By ROBIN BAILEY
The Mystery Creek exhibition venue near Hamilton has over many years established an international reputation as the place to buy and sell the best the world has to offer in things agricultural.
Now it is going aquatic. The National Boat Show is moving to the riverside site for the first time for a sell-out show from Thursday, August 29 to Sunday, September 1.
Centrepiece of the event will be the big, 6000sqm Mystery Creek Pavilion. This will be surrounded by marquees and clearspan exhibition buildings that will house trailer boats of all shapes and sizes and a complete range of marine equipment, products and services.
Fronting the main pavilion will be two of the Team New Zealand Etchells training yachts, and suspended from the roof an attention-grabber in the form of nine aluminium dinghies.
Boating Industries Association executive director Peter Busfield says the move to Mystery Creek will be great for the boatbuilding companies in the area. It will also be great for the public drawn from the huge catchment area throughout the central North Island, he says.
Chairman Doug Baldwin sees the move from Hamilton to the specialist exhibition space as benefiting both exhibitors and patrons.
"The move means we can support our exhibitors through better infrastructure and professional management.
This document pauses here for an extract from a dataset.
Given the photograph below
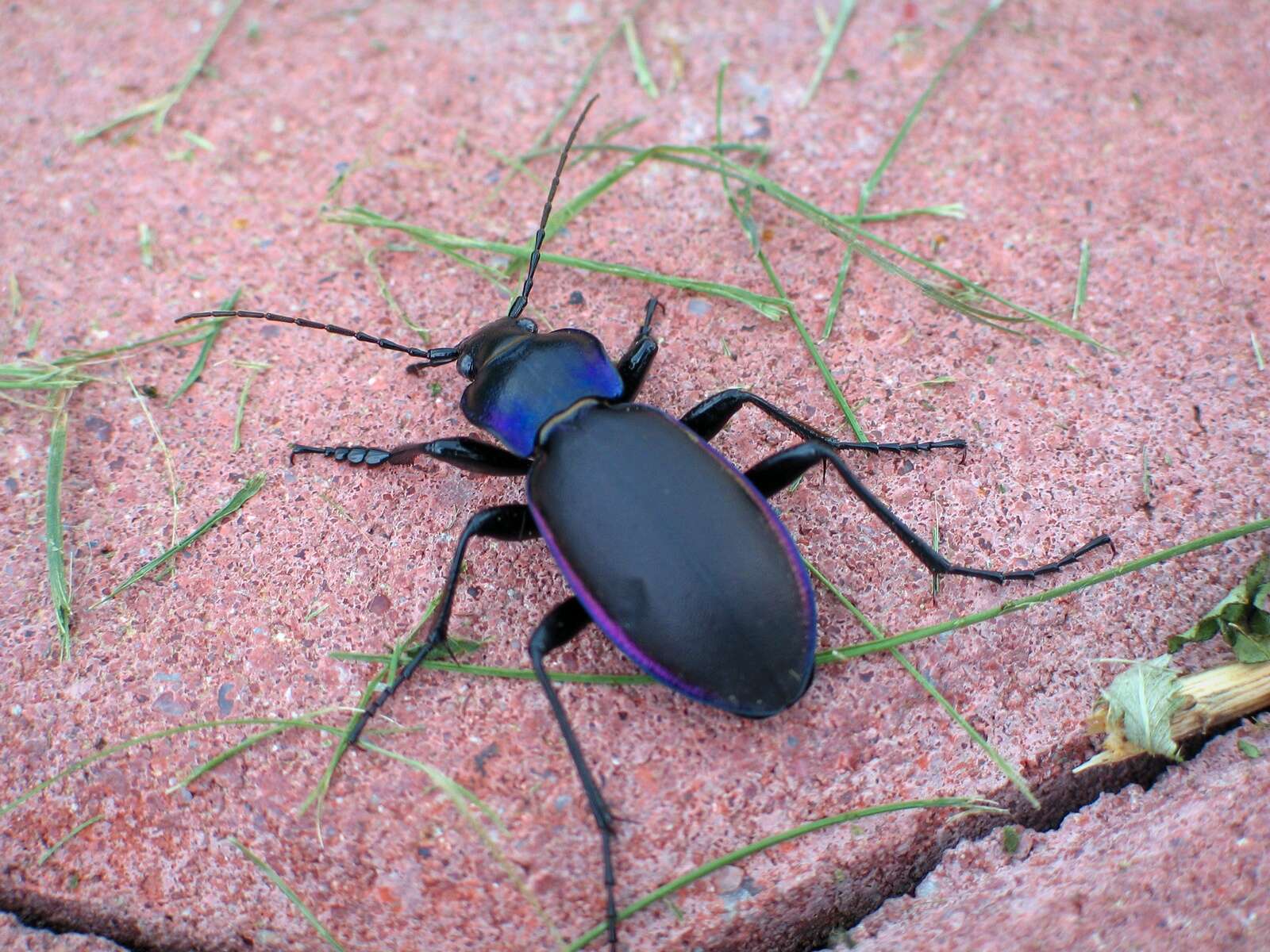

And for patrons it means we can provide a better entertainment experience," he says.
Each day veteran fishing guru Bill Hohepa will be demonstrating how best to prepare hooks, create simple lures and understand the secrets of the Maori fishing calendar. He will also be revealing some culinary secrets.
There are also daily fashion shows that include wet-weather gear, diving and swimwear and specialist multi-sport clothing.
For entertainment from left field there is the Cambridge v Waikato international university rowing challenge on Saturday, August 31. Teams of elite international rowers will go head-to-head indoors over 1000m on rowing machines. The event is a prelude to the first university race on the Waikato River the next day.
Challenge organiser Leigh Townsend says having the two teams both at the show and on the river next day is a great opportunity to promote the sport in the nation's rowing capital.
"To have an elite team like Cambridge University come to Hamilton is fantastic for the sport," he says.
"With the National Academy of Rowing at Lake Karapiro there is a huge depth of talent here and we need to foster and encourage our upcoming rowers."
Rowers from the Waikato, Cambridge and Waikato University rowing clubs will also compete in the indoor series.
One of the bigger boats at the show will be a 34-foot Wavecrusher from Warkworth that weighs 6.5 tonnes and will take more than four hours to get from the Wavecrusher Boats yard to the Hamilton show site.
Marine Haulage manager Bruce Clair says the boat just squeaks in for daylight transport and if all goes well there will be no problems and he won't have to leave the cab at any stage of the trip to Mystery Creek.
Watersport demonstrations will be held on the Waikato River boundary of the exhibition site with jetskis, wakeboarding and Thundercat action from 11am until 2pm on Saturday and Sunday.
Prize for safe skipper
The first prize in the New Zealand Herald safe boating competition will be featured at the National Boat Show.
To win the $60,000 Stabi-Craft 595XR powered by a Yamaha 115hp outboard, entrants need to answer a series of safe skipper questions that will run in the Weekend Herald from October 26.
Until the contest proper begins, the prize rig is acting as a mobile reminder of the need for boat safely.